The descriptions of the temporal network datasets are provided below, and the properties of these temporal networks are summarized in Table 1. Additionally, the FAD distributions of the empirical networks are illustrated in Fig. S10 of Supplementary Note 2.

Email-EU-core temporal networks (EEU)31 are email contact networks between members in a large European research institution. We have four respective networks, i.e., EEU1, EEU2, EEU3, EEU4, representing the email contacts between members of four different departments at the institution.

Manufacturing Email (ME)32 is an email contact network between individuals in a manufacturing company.

Gallery networks33 are physical proximity networks of visitors of a science gallery during 69 days. A contact represents two visitors being within 1–1.5 m during a 20 s interval. We restrict ourselves to the six first days of this data set—Gallery1 through Gallery6.

High School datasets34,35 contain proximity events between high school students in Marseille, France. The datasets are recorded by sensors at 20 s intervals and contain data in the year of 2011, 2012 and 2013. Therefore, we can form three different temporal networks, i.e., High School 2011 (HS2011), High School 2012 (HS2012), High School 2013 (HS2013).

Primary School (PS)36 contains physical contacts between the children and teachers in a primary school.

Hypertext 2009 (HT2009)37 contains physical contacts between attendees in the ACM Hypertext 2009 conference.

SFHH conference data (SFHH)38 contains physical contacts between attendees in the 2009 SFHH conference in Nice, France.

Activity driven model

Given N nodes, we assign every node i with an active probability ai, which is defined as the probability of creating a new contact with another node at time step t. We assume ai is extracted from an activity distribution F(a), and the window of the network is [0, T]. The temporal network is then generated by the following steps:

  • At each time step t, we assume a network Gt having N nodes and no contact.
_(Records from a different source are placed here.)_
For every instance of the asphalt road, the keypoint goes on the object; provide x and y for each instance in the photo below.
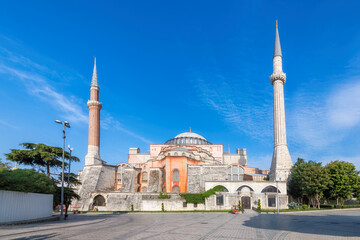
(335, 224)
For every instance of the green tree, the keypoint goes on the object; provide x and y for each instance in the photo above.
(317, 181)
(310, 179)
(345, 180)
(69, 196)
(73, 179)
(297, 182)
(39, 155)
(4, 165)
(26, 180)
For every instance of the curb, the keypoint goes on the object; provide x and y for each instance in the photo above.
(48, 219)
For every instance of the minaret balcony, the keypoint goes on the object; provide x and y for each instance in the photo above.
(92, 103)
(278, 76)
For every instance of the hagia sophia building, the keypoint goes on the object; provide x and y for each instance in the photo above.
(187, 163)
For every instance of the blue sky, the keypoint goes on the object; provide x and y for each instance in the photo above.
(165, 66)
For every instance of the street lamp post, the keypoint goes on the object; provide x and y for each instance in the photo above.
(70, 150)
(65, 124)
(277, 194)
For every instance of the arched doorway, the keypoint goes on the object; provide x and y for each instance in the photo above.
(245, 202)
(99, 200)
(176, 189)
(220, 188)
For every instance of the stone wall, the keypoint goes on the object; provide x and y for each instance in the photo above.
(198, 175)
(116, 201)
(94, 178)
(155, 178)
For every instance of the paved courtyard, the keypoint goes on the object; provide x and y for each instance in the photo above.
(336, 224)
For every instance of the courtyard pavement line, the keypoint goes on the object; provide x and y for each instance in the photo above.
(51, 228)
  • Every node i is activated with probability ai and connects to m randomly selected nodes. All the new contacts at time step t are added to Gt.
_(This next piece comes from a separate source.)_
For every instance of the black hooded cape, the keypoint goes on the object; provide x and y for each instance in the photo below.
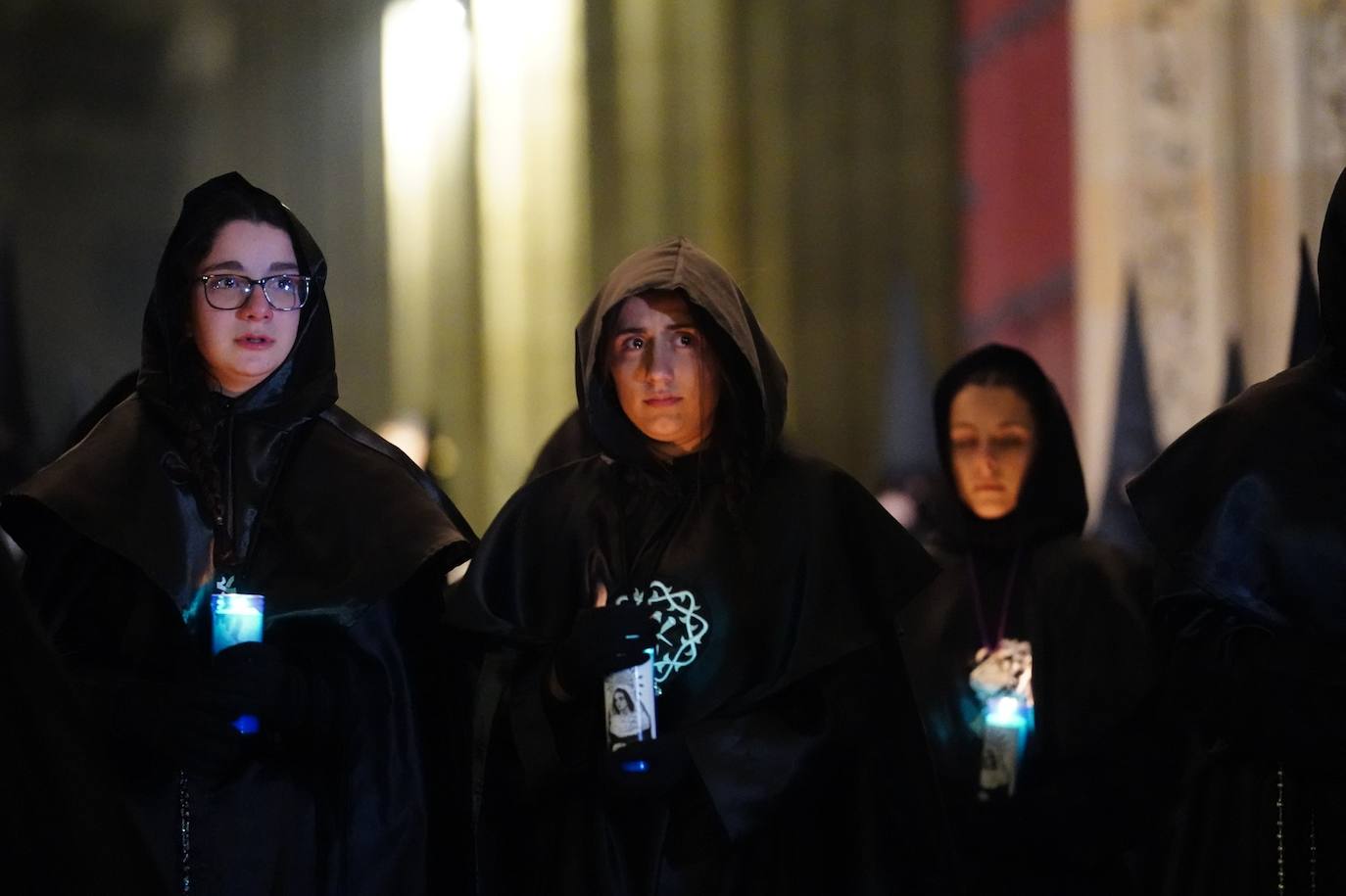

Following these procedures, we can obtain a temporal network \(G(F(a),m)={\{{G}^{t}\}}_{t = 1}^{T}\), in which F(a) controls the node activity and m determines the number of contacts that every active node releases.

Temporal null models

In this work, we adopt six representative temporal null models as follows (Table 2 shows the static and temporal properties that are preserved or destroyed for each null model)39,40,41:

  • The equal-weight Link-sequence shuffled model (EWLSS) The link time sequences are exchanged uniformly at random between links with the same number of contacts.
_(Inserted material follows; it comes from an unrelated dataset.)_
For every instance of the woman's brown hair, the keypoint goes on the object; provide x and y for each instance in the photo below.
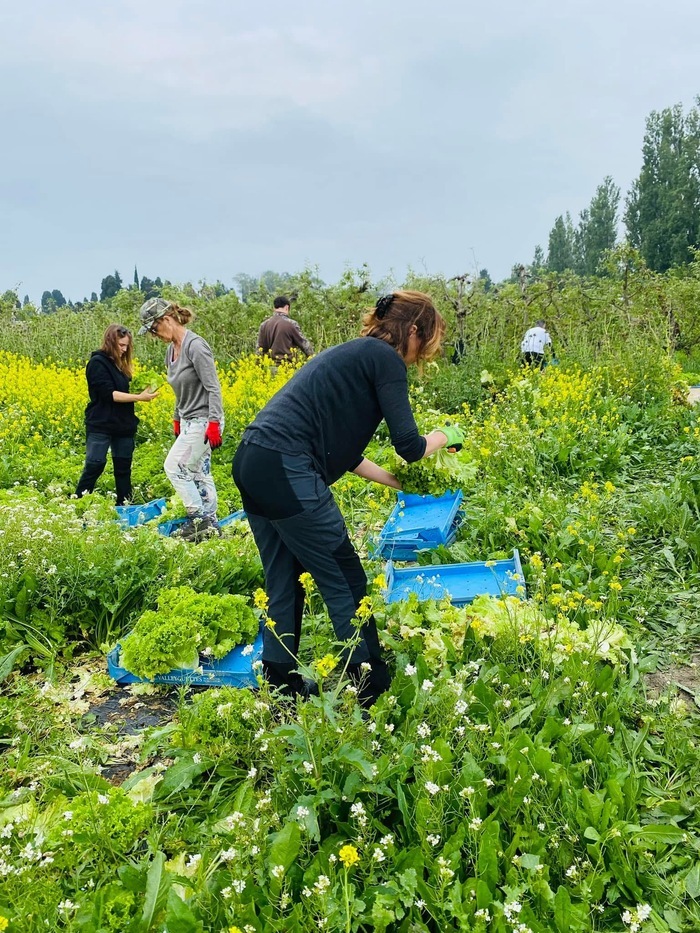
(395, 315)
(181, 315)
(110, 346)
  • Time shuffled model (TS) For all the contacts in a temporal network, the timestamps are randomly reshuffled.

  • Uniformly random times (URT) The timestamp of every contact is obtained uniformly at random from the given observation time window [0, T].

  • Configuration model (CM) A connected random static network \({G}^{\prime}\) is generated via the configuration model based on the given degree sequence of static network aggregated from the corresponding temporal network G, of which the timestamps are then randomly assigned on each link of \({G}^{\prime}\).

  • Random network (RN) A connected Erdős-Rényi network is generated based on the given number of nodes and links of the aggregated static network of a temporal network, of which the timestamps are then randomly assigned on each link of the obtained Erdős-Rényi network.